I then checked any expiration, not just September, and again weakness prevailed. Out of nine occurrences, three times the S&P showed a positive return over the following week, despite coming into expiration Friday with an oversold model reading.
I don't want to harp on this one theme too much, but I next checked for any time expiration Friday was positive by 0.5% or more in the S&P, regardless of whether or not we were short-term oversold. When so, Monday was up only 3 out of 14 times since the bear market low in October 2002.
That's little comfort as the S&P is up 0.7% today and continues to make new intraday highs as I write. Despite those gains, the STEM.MR Model is still around its oversold level due to a lack of consistently high TICK readings, and a still-neutral Price Oscillator.
It looks pretty clear that paying so much attention to the potential seasonal negative was a mistake, assuming these gains hold, but at this point I still don't think it makes sense to chase prices higher. If we're going to see weakness due to expiration, then it should come early in the new week, so we'll have see how things look then.
Option Expiry Gaps 09/21/07 10:05 AM EST
Good Friday morning...we begin this option expiration day with a largish gap up open in the major indices and mostly positive sector performance. Housing, banks and retail are lagging again, so it's pretty clear that there is still something of a profit-taking mentality out there after Tuesday's rocket ride.
Despite their reputation for being volatile, option expiration days actually tend to be quite the opposite, so it's relatively rare to see a large gap open on the day options expire.
In any event, there have been 17 times since 1995 when the S&P 500 proxy, SPY, gapped up 0.5% or more the day of an expiry. Buying that open and holding until the following Monday's close yielded only 4 winning trades with an average return of -0.5%. Only one of the last ten instances showed a positive return.
Combined with that, I showed some stats yesterday about the weeks following September option expiration. Those results were consistently weak, with only 2 of them showing a positive return out of 17 attempts.

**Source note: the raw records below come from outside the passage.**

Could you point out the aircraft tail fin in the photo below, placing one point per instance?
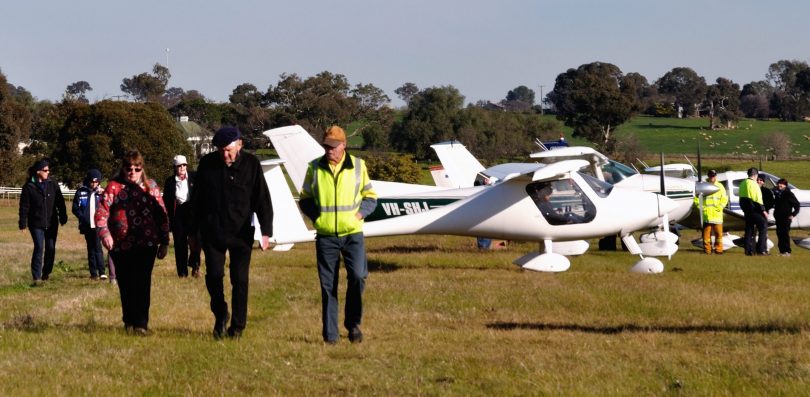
(460, 166)
(288, 224)
(297, 148)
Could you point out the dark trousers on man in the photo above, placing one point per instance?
(134, 271)
(783, 234)
(184, 256)
(44, 244)
(95, 256)
(240, 250)
(329, 250)
(755, 222)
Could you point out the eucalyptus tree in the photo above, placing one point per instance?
(686, 88)
(594, 99)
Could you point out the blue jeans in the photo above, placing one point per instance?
(44, 243)
(95, 257)
(329, 250)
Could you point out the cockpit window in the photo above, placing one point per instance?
(561, 202)
(602, 189)
(614, 171)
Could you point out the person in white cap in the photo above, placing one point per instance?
(176, 196)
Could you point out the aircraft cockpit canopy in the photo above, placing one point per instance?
(561, 201)
(614, 172)
(602, 189)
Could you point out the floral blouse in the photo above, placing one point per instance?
(134, 216)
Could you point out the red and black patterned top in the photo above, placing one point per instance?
(134, 216)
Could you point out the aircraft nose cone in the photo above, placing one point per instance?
(705, 188)
(666, 204)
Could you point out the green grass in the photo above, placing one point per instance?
(680, 136)
(441, 319)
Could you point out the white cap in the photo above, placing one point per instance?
(179, 159)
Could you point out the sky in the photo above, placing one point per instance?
(484, 48)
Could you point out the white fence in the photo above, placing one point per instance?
(14, 193)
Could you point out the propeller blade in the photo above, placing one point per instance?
(663, 186)
(700, 167)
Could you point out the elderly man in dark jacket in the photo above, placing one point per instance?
(42, 210)
(229, 189)
(786, 207)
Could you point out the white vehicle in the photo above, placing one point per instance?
(461, 166)
(506, 210)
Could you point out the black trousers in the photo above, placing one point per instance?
(329, 250)
(783, 233)
(133, 269)
(755, 222)
(184, 256)
(239, 250)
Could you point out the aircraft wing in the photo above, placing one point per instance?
(558, 169)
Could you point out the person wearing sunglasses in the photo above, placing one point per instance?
(42, 210)
(133, 225)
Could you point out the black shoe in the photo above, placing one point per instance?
(141, 331)
(355, 335)
(219, 326)
(234, 333)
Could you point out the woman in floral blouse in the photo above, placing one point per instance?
(133, 226)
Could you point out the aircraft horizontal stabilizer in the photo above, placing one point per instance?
(551, 262)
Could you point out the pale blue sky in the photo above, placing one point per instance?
(482, 47)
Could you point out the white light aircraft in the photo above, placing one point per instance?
(577, 207)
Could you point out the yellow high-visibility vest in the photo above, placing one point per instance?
(713, 205)
(338, 194)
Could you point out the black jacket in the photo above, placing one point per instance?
(41, 205)
(81, 206)
(785, 204)
(224, 198)
(170, 195)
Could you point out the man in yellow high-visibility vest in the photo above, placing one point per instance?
(337, 195)
(713, 205)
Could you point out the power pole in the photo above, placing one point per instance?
(541, 99)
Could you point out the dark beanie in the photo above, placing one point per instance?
(41, 164)
(93, 174)
(225, 136)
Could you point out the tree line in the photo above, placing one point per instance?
(593, 99)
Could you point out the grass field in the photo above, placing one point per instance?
(441, 319)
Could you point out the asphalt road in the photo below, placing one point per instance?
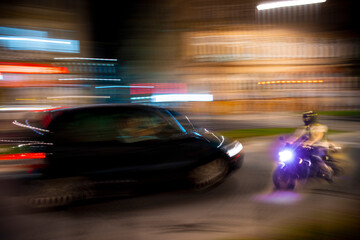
(244, 206)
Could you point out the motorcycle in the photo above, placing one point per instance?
(296, 163)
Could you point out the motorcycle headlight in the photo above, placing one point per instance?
(233, 148)
(286, 155)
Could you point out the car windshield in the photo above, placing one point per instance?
(179, 120)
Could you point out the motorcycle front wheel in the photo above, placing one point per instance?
(283, 180)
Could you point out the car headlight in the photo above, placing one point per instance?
(233, 148)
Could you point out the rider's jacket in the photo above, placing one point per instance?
(308, 130)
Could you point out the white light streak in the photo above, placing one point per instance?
(279, 4)
(90, 79)
(182, 98)
(83, 58)
(28, 126)
(33, 40)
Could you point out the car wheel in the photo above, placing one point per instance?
(282, 180)
(209, 175)
(56, 192)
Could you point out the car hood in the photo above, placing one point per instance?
(213, 137)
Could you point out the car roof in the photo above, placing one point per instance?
(102, 106)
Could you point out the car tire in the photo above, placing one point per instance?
(57, 192)
(208, 175)
(282, 180)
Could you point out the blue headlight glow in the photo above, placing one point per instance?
(286, 156)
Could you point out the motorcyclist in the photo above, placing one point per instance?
(314, 136)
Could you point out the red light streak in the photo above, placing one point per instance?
(20, 156)
(31, 68)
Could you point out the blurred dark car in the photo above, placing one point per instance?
(83, 152)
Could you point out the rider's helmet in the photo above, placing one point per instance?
(310, 117)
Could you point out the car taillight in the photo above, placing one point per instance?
(27, 162)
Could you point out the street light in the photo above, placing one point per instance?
(279, 4)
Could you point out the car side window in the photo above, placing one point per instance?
(142, 126)
(86, 127)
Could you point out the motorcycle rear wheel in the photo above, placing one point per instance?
(283, 180)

I'm not a big fan of relying too much on seasonality, but these stats surrounding option expiration are quite solid. I mentioned yesterday that other than the seasonality thing, it looked like we had a pretty good setup for a long trade. The first retracement back towards a breakout area (like 1500 on the S&P 500 cash index) tends to lead to at least a short-term rally, plus the STEM.MR Model had backed off enough to cycle into oversold territory.
It's tempting to say "seasonality be damned" and buy anyway based on the idea that we triggered an oversold pullback from a breakout. I'm not prepared to do that just yet, though - the consistent negative seasonal following expiry is just too unnerving, as is buying into a gap up open near the prior days' highs. If we take off to the upside, I'll be kicking myself for missing a good trade, but as it stands the risk/reward just doesn't look good enough.
All the best,
Jason Goepfert President and CEO Sundial Capital Research, Inc.